Figure 16: PRODUCE screen with success message

 

OAI Interface URL

The base URL points to the OAI repository where your formatted records are stored. This repository is located on the Metascholar server and can be accessed by an OAI harvester. Elements of the URL are drawn from the user-provided data: for example, in the URL above, “test” is the username (used to log in) and “051805mhalber” is the archive identifier (provided in Step 3 of the migration process). Use this address to register your archive with an OAI-repository registry.

Generated List of Records

The OAI Interface URL is only readable by harvesters. If you would like to visually review your records, click on the second URL listed on the PRODUCE screen for a display of your OAI-formatted data.

If there was a problem with the migration, the screen displays an error message. If you are having trouble migrating your records, or if you cannot open the link to view your migrated records, please contact the Metadata Migrator administrator (mdmsupport@metascholar.org).


 

Types of Data Files

Xbase Data File (.dbf) file

An Xbase, or dBase, data file is the central table in an Xbase database. All other data files are related to this one file. This data file format contains a mix of binary and ASCII data. The header contains binary data. The records are all in ASCII.

Comma-Separated Value (.csv) File

A CSV (comma-separated values) file contains the values in a table as a series of ASCII text lines, organized so that each column value is separated by a comma from the next column's value and each row starts a new line.

Tab-Delimited (.tab) File

A tab delimited file is a special kind of plain text file with a tab between each column in the text. When imported into the desktop publishing application, the tabs allow the columns to line up neatly.

Exporting Files as .csv, .tab, or .dbf

The following sections provide instructions for exporting your files into one of three formats readable by the Metadata Migrator Tool, specifically for two database software programs (Access and ProCite).

Access instructions for exporting to dBase (.dbf)

1. Open the database file you want to export.

2. Select the tables you want to export. [If there's more than one, repeat this process for each table.]

3. Under the "File" menu, select "Export."

4. From the menu of file formats, choose the newest dBase (probably III, IV, or V).

5. Name the file and save it to your hard drive. This is now the file you will want to choose for uploading into the Metadata Migrator Tool.

ProCite instructions for exporting to .csv or .tab format

1. Open the database file you want to export. [If there's more than one, repeat this process for each database file.]

2. Go to the "EDIT" menu on the main menu bar, and select "SELECT ALL" from its auxiliary menu. [This will highlight all of the contents of that database file.]

3. Below the menu bar and above your database file you'll see a submenu with little boxes that can be checked and unchecked. One of the options on the smaller menu bar is "MARK LIST": check the box beside it in order to mark all of the records that are highlighted.

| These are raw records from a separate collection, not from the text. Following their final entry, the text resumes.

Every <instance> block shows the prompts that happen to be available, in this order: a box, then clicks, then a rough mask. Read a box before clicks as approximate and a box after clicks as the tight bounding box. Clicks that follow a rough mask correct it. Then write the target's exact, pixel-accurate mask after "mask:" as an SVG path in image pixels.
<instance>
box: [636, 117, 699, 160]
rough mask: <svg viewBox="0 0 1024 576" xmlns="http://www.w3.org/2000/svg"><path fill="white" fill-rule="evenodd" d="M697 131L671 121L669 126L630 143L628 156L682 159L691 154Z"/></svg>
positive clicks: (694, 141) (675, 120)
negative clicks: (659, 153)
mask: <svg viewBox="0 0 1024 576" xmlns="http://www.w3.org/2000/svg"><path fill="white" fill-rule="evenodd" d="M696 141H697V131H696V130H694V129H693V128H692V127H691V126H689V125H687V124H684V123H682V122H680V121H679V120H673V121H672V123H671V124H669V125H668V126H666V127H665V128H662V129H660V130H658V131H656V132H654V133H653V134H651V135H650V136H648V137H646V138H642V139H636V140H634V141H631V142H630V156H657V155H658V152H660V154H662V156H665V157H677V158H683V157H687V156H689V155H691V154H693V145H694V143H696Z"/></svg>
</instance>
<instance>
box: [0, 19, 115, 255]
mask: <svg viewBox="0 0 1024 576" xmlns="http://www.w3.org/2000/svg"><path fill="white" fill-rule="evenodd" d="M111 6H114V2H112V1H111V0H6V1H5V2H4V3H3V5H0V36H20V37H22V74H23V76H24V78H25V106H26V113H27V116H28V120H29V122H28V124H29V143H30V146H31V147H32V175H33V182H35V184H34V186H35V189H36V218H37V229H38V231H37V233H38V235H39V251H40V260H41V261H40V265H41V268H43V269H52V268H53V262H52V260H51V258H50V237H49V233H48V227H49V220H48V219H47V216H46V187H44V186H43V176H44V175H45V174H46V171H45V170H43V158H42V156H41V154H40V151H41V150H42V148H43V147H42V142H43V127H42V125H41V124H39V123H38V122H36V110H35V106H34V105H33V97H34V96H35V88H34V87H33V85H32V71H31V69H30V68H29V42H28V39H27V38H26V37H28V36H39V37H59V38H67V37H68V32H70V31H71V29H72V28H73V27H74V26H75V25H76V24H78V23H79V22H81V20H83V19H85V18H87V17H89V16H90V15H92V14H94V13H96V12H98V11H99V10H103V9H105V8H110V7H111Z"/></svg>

4. Go to the "TOOLS" menu on the main menu bar and select "EXPORT MARKED RECORDS."

5. A box of options will pop up in the middle of your screen. The first option (probably the default) is "comma delimited" or "comma separated" files. If it is already the selected option, proceed to the next step. If this option is not already selected, choose "comma delimited" or "comma separated" from the drop-down menu at the top of the box, and then proceed to the next step. [All of the other information on the page will automatically be correct for comma-separated exporting.]

6. You will see two folder tabs at the top of the box: one says "Delimit Format”; the other says "Export Data." Click on the second tab to open the "Export Data" page. One of the options on this page is "Export Workform Definitions." If the box beside it is checked, UNCHECK this box before proceeding.

7. Now, click "OK" to begin the export. You will see a pop up message about "styles" being removed. Click "OK," and the export will take place.